To everything there is a season, and time for every purpose. The Atlanta real estate market is no different.
The residential development and brokerage industry has been battling the cyclical nature of its business models for decades. Over time, market volatility has been tempered with better construction timetables, winter inventory reductions and brokerage firms’ internal sales and listing contests to sell off year-end inventory or build up inventory.
Thankfully, our metro Atlanta seasonal adjustments are rooted in psychological consumer patterns dominated by the noise of the holidays, not arctic winds and snowdrifts that impede construction. In some national markets, the construction season is only six or seven months long versus the metro Atlanta area, which tracks an average of 21 bad weather days from November to March.

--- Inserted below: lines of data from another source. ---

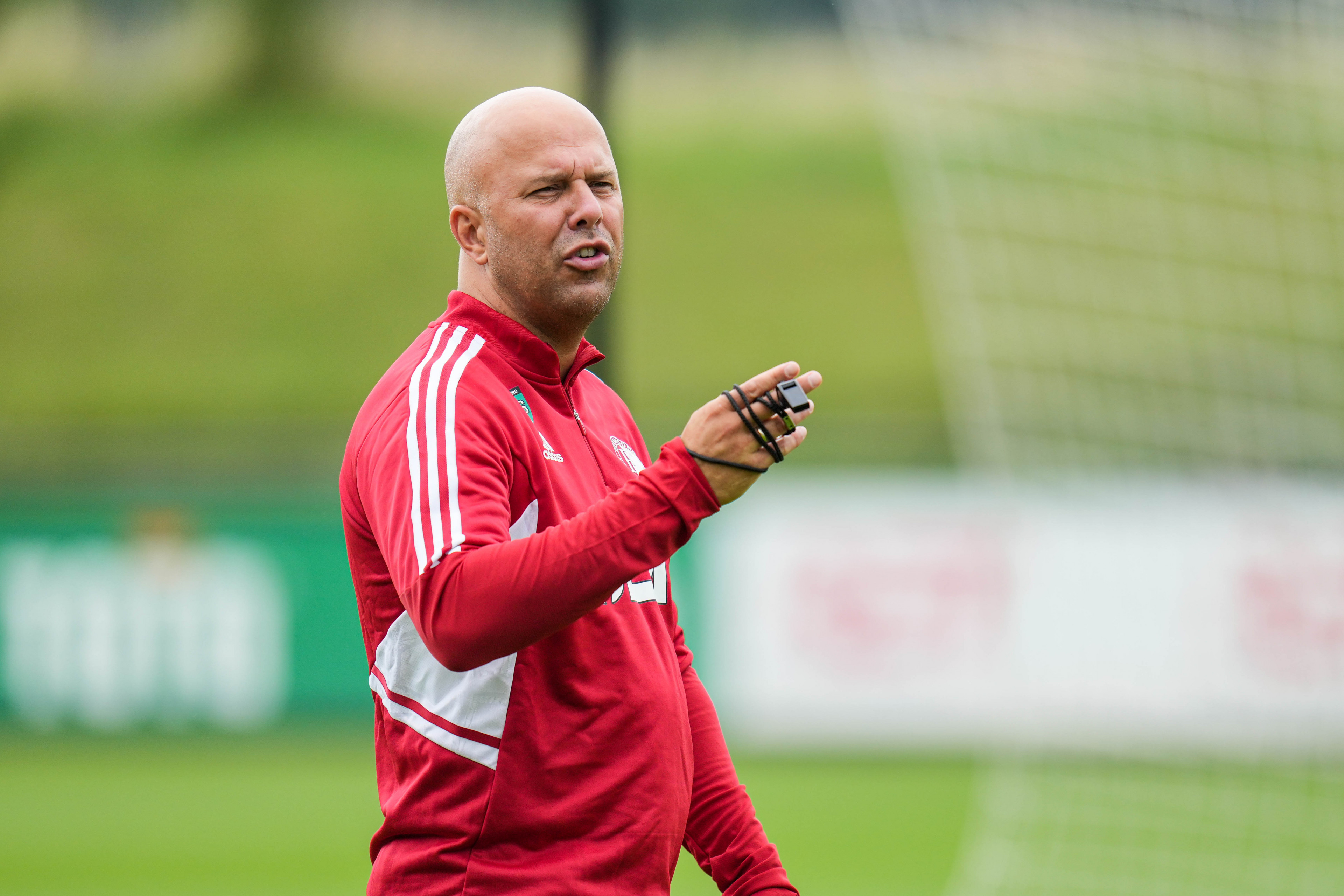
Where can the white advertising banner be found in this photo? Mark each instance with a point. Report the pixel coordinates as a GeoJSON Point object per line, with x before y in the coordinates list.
{"type": "Point", "coordinates": [1115, 616]}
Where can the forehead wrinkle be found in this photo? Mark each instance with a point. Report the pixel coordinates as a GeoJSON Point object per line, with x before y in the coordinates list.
{"type": "Point", "coordinates": [514, 124]}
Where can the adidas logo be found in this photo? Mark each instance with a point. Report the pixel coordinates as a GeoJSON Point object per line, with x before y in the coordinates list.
{"type": "Point", "coordinates": [549, 453]}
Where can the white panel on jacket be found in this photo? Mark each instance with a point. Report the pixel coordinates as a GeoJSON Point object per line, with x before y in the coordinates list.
{"type": "Point", "coordinates": [476, 699]}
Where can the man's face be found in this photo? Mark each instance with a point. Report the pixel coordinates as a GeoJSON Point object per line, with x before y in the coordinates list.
{"type": "Point", "coordinates": [554, 224]}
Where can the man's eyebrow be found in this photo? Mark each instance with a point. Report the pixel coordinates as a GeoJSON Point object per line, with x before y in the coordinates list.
{"type": "Point", "coordinates": [561, 174]}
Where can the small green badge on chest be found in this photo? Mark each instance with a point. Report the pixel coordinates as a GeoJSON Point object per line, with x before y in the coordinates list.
{"type": "Point", "coordinates": [522, 399]}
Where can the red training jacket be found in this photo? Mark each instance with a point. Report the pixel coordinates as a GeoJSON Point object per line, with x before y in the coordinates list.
{"type": "Point", "coordinates": [538, 724]}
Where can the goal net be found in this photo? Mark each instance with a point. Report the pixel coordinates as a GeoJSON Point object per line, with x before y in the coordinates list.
{"type": "Point", "coordinates": [1128, 219]}
{"type": "Point", "coordinates": [1129, 222]}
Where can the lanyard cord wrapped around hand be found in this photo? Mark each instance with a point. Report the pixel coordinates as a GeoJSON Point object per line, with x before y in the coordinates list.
{"type": "Point", "coordinates": [758, 430]}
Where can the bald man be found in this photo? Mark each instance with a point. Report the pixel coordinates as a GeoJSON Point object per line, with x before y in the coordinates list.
{"type": "Point", "coordinates": [539, 727]}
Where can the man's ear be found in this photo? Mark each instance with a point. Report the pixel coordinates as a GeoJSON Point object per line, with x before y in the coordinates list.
{"type": "Point", "coordinates": [470, 230]}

The quick forecast for the Atlanta real estate market (new construction and resales) is that the overall market will slow in December, January, February and early March. It will re-energize in the spring and ignite a storm of new construction and a summer of heavy migration and relocation to the area. National builders create huge supply-and-demand computer models to deliver housing inventory like “just-in-time” automobile manufacturers or widgets, but consumer consciousness — or holiday unconsciousness — overrules technology.
The “winter dip” is the time builders analyze the year’s sales results, product mixes and home buyer preferences and develop hot new floor plans. It’s a time for the home buyer to scan magazines and planning books to look forward to his or her own spring construction. It’s a time to explore vacant developed lots or acreage for potential construction or related initiatives.
Winter is “snakeless,” a perfect time to walk in the woods and dream of a new human nest. Winter — with the naked hardwoods and dead underbrush — is a terrific time to see a property’s terrain, landscape features and, of course, views. For generations, winter sales on Lake Lanier have soared because astute buyers can see all the best and all the warts of a property at the same time.
Some expectations for the 2015 real estate market:
• Overall home inventory will remain at historic lows in most metro Atlanta micro-markets. Expect 3.5 to 4.8 months of home supply throughout 2015. Low supply in our market is likely until the feds relax constraints on regional and small-town banking, which would allow speculative home construction to resume.
• National builders will continue to dominate the new-home sector because of their external sources of capital. We predict Atlanta’s top 10 builders will construct 50 percent of all new homes by the end of 2015.
• School zones drive the strongest markets. Hot demand for public education at the elementary school level is driving market inventory.
• Expect the 22-county region to permit slightly more than 20,000 new housing units, single-family and condominiums. That’s nowhere near our peak of 58,500 in 2006, but it is more than four times the annualized activity of our low year of 4,500 units in 2009. And as in the last five years, 52,000 to 55,000 homes will trade hands through the FMLS and MLS multiple-listing services in 2015. That’s normal activity, with average people with average credit buying average homes.
• Residential growth begets commercial retail development. Commercial retail development begets medical and service sector office growth. Medical and service growth begets new jobs and business industrial expansion. And jobs and business industrial expansion beget new residential units. In 2015, it starts again.
Frank K. Norton Jr. is CEO/chairman of the Norton Commercial and Acreage Group.